Why he watched it: “Classic”?
His rating: 2 out of 5 stars
His review: Campy must have been coined for this film–maybe for this and Rocky Horror Picture Show. As a film and particularly a sci-fi fan, I’ve heard about this film for decades. Heard about its risque sexual images, its over-the-top style, and its 80s’s band-name-influencing character Duran Duran. Finally, I’ve watched. As a teen, I’m sure I’d have been titillated by the, um, fashion-frugal women throughout. After 40 years, it not longer pushed the same boundaries, but it is not without its charms.
One my favorite guilty pleasures is Flash Gordon, the 1980s film with soundtrack by Queen. I love its campy sweetness, held together by Queen’s great music. I used to play the soundtrack cassette tape over and over. Campy either works or doesn’t–you love the strangeness or you count the minutes until you escape. Typically I’ve found that camp can only hold its energy for short time and that over an entire film it goes from goofy fun to tedium.

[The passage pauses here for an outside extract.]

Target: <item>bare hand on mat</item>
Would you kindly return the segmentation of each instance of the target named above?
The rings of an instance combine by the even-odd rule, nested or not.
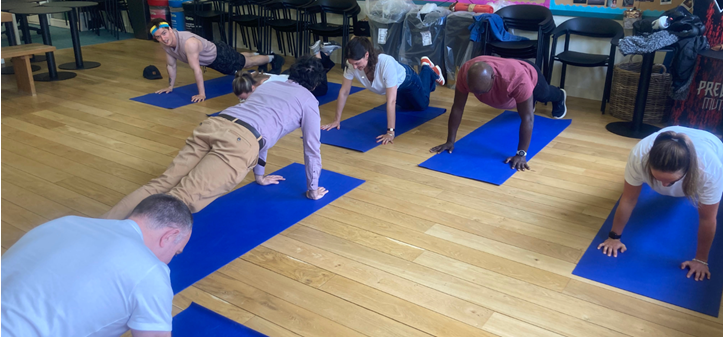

Barbarella reaches that point for me. After strange characters, low-budget and dated special effects, and Jane Fonda’s appealing innocent main character, the weirdness hit a wall. Or more appropriate, was hit by a bunch of birds. Barbarella is being tortured for the second (third?) time–the first was really creepy dolls with metal teeth. They are replaced with birds–not nearly as creepy, and not nearly as interesting. But then, the film is temporarily saved by David Hemmings, who brings comic relief as a want-to-be revolutionary.
After his turn, though, the film hits the tedium, and thankfully ends soon afterwards. Fonda is appealing throughout, but other than Hemmings none of the others reaches line-quoting fun. At least for me watching now. My adolescent self–well, he’d probably not seen past the fashions.